Shoddy conditioning led to Boks’ downfall

2016-12-04 09:00
The former conditioning coach and fitness instructor for the Springboks, Mark Steele (left), has not received an invitation to the conditioning indaba. (Steve Haag, Gallo Images).

Johannesburg - The abiding memory of the Springboks’ loss to Wales – their third in succession on their tour of Europe, which followed their first defeat to Italy the week before – was how they were strolling from set phase to set phase, despite being behind.

As the feigned injuries and excessive double-knotting of shoelaces drove the Welsh commentators up the wall, because they could see delay tactics by a team that couldn’t live with the game’s pace, South African rugby’s greatest weakness, shoddy conditioning, was laid bare.

It’s an issue that has been discussed since 2014, when Heyneke Meyer was coach, and is a topic that is now up for further dissection at the conditioning indaba on Wednesday.

Mark Steele, who was the Boks’ conditioning coach when they won the 2007 Rugby World Cup, has not received a formal invitation to the gathering, despite having sent off two unanswered emails during the season to Bok coach Allister Coetzee to outline his concerns about conditioning.

It’s a pity because when Steele, who now heads his own conditioning company, was one of the last trainers in charge, there were no questions about the Boks’ fitness.

We all used to laugh at Jake White’s bench press and vertical-jump demands, but that is what sustained a team that sometimes won games on 30% possession, meaning the strength of their durability showed through their defending for 70% of the time.

“One of the things we did [with the Boks] was to set standards for the group of players we selected,” Steele explained. “It’s important to have checks and balances.”

Steele said the main problem with the Boks’ conditioning was the intensity at which they trained.

“Conditioning is important so that you can operate at 95% intensity at training, so you can do the same in a match.

“If you’re jogging and passing at 60%, you can catch and pass. But you’re not put under pressure, intensity wise, to be able to execute your skills at 95% intensity in a match.

“If you’re able to train at a higher intensity, it translates into being able to learn skills at a higher intensity.”

Steele said that when the Boks resolved to work harder, they made the mistake of thinking they needed to train longer and harder: “That’s when overtraining happens. The cumulative effect of that is the catabolic effect, where the team becomes deconditioned and loses their strength and power.

“That’s when the skills level drops because they can’t train at 90% to 95% intensity and skills and conditioning go hand in hand. The Wales game was a great example of that.”

He said the only way South Africa could mimic the New Zealand way, was if SA Rugby and the franchises had an integrated system.
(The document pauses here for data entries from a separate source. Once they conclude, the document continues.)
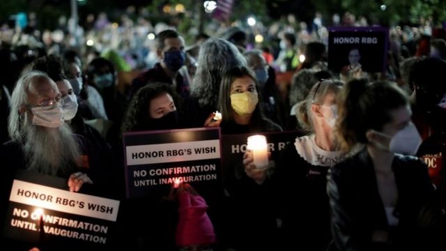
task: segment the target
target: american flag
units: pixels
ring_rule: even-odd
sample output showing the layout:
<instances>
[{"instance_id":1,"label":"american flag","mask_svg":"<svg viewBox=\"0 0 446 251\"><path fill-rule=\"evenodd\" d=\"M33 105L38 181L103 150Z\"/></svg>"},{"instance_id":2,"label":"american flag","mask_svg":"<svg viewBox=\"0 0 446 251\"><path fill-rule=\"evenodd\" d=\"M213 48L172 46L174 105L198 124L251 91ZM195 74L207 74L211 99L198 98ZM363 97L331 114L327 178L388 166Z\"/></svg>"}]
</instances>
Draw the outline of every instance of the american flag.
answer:
<instances>
[{"instance_id":1,"label":"american flag","mask_svg":"<svg viewBox=\"0 0 446 251\"><path fill-rule=\"evenodd\" d=\"M217 8L213 17L220 21L226 21L231 16L233 0L219 0L217 1Z\"/></svg>"}]
</instances>

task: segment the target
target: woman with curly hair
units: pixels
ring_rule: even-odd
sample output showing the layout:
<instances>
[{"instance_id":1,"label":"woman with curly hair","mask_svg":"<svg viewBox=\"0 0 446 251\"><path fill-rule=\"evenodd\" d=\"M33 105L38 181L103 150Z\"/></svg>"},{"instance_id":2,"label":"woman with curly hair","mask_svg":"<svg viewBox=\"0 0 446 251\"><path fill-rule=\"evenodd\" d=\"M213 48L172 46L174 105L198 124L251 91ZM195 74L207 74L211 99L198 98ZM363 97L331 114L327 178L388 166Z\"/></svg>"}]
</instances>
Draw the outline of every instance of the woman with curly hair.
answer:
<instances>
[{"instance_id":1,"label":"woman with curly hair","mask_svg":"<svg viewBox=\"0 0 446 251\"><path fill-rule=\"evenodd\" d=\"M217 109L223 75L234 67L247 66L236 45L221 38L210 38L201 45L197 63L191 97L185 100L185 117L190 128L202 127Z\"/></svg>"},{"instance_id":2,"label":"woman with curly hair","mask_svg":"<svg viewBox=\"0 0 446 251\"><path fill-rule=\"evenodd\" d=\"M178 128L178 94L167 84L146 85L130 101L121 132Z\"/></svg>"}]
</instances>

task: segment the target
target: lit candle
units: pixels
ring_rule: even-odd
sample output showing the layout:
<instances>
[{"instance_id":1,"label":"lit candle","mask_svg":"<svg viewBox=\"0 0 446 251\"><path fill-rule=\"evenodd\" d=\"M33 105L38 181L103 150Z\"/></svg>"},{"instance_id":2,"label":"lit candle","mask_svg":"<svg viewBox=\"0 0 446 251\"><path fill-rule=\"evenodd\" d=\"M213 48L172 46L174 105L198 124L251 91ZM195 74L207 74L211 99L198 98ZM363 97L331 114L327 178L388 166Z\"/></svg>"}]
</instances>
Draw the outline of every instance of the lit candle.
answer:
<instances>
[{"instance_id":1,"label":"lit candle","mask_svg":"<svg viewBox=\"0 0 446 251\"><path fill-rule=\"evenodd\" d=\"M43 209L36 208L34 213L39 218L39 243L40 245L43 244L45 241L45 230L43 228Z\"/></svg>"},{"instance_id":2,"label":"lit candle","mask_svg":"<svg viewBox=\"0 0 446 251\"><path fill-rule=\"evenodd\" d=\"M222 119L222 114L218 112L218 111L215 111L215 115L214 116L214 119L213 119L215 121L219 121L220 119Z\"/></svg>"},{"instance_id":3,"label":"lit candle","mask_svg":"<svg viewBox=\"0 0 446 251\"><path fill-rule=\"evenodd\" d=\"M263 135L248 137L247 149L252 151L254 165L257 169L268 167L268 144Z\"/></svg>"}]
</instances>

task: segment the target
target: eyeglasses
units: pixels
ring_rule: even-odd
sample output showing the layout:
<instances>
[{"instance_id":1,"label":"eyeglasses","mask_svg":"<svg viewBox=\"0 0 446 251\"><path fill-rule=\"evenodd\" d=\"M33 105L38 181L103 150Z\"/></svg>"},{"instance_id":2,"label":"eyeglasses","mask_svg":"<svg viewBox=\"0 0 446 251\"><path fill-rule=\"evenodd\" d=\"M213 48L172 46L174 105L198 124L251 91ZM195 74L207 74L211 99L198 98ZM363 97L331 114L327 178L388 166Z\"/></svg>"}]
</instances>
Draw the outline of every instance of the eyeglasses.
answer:
<instances>
[{"instance_id":1,"label":"eyeglasses","mask_svg":"<svg viewBox=\"0 0 446 251\"><path fill-rule=\"evenodd\" d=\"M312 103L314 103L314 99L316 98L316 94L318 93L318 90L319 90L319 87L321 87L321 84L325 81L325 79L320 79L316 84L317 84L317 86L316 86L316 90L314 90L314 94L313 94L313 100L312 100Z\"/></svg>"},{"instance_id":2,"label":"eyeglasses","mask_svg":"<svg viewBox=\"0 0 446 251\"><path fill-rule=\"evenodd\" d=\"M54 107L54 105L57 105L59 102L61 102L61 97L57 96L56 97L56 98L43 100L40 103L34 105L26 105L26 107L30 109L41 107L45 110L49 110L52 109Z\"/></svg>"}]
</instances>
“It’s incredible how well defined and specific their [New Zealand’s] programmes are. They produce athletes that can put out performance on demand.”

He said an integrated vision between SA Rugby and its six Super Rugby franchises was a non-negotiable.

“Four years ago, I said to Heyneke Meyer that SA Rugby needs to have someone who goes to the unions to say the game is moving in a certain way, and we need to follow certain routines to keep up. There hasn’t been a constructive thought about how we’re going to address where the game is going at national level.

“The whole point to conditioning is to get faster athletes running at faster speeds for longer. We need a system where we say these are the 10 most important exercises for our players and the franchises to do so that everyone is on the same page.